Impurity Effects in Two-Electron Coupled Quantum Dots: Entanglement Modulation

TL;DR

This paper investigates how Coulomb impurities affect the electronic, optical, and entanglement properties of two-electron quantum dots with Gaussian confinement, revealing controllable entanglement modulation via impurity parameters.

Contribution

It introduces a detailed analysis of impurity effects on entanglement in quantum dots and proposes optical indicators for impurity detection and entanglement control.

Findings

Entanglement can be modulated by impurity location and charge.

Oscillator strength indicates impurity presence and influences entanglement.

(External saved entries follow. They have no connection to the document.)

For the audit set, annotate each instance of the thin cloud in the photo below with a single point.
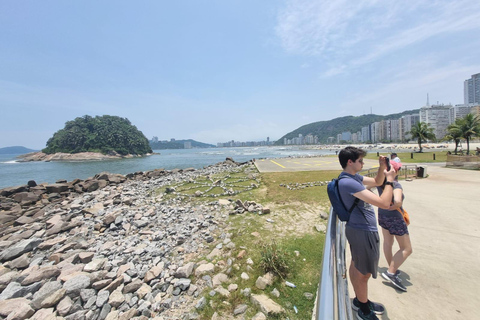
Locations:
(341, 31)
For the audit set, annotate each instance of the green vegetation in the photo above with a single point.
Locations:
(105, 134)
(422, 132)
(465, 128)
(406, 157)
(290, 247)
(325, 129)
(274, 260)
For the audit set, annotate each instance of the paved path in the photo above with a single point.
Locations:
(304, 164)
(442, 275)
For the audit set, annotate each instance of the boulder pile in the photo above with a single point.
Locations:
(113, 247)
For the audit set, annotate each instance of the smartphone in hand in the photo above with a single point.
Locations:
(387, 161)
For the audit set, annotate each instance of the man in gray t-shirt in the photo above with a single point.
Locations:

Two regimes of low and high entanglement depend on impurity charge.

Abstract

We present a detailed analysis of the electronic and optical properties of two-electron quantum dots with a two-dimensional Gaussian confinement potential. We study the effects of Coulomb impurities and the possibility of manipulate the entanglement of the electrons by controlling the confinement potential parameters. The degree of entanglement becomes highly modulated by both the location and charge screening of the impurity atom, resulting two regimes: one of low entanglement and other of high entanglement, with both of them mainly determined by the magnitude of the charge. It is shown that the magnitude of the oscillator strength of the system could provide an indication of the presence and characteristics of impurities that could largely influence the degree of entanglement of the system.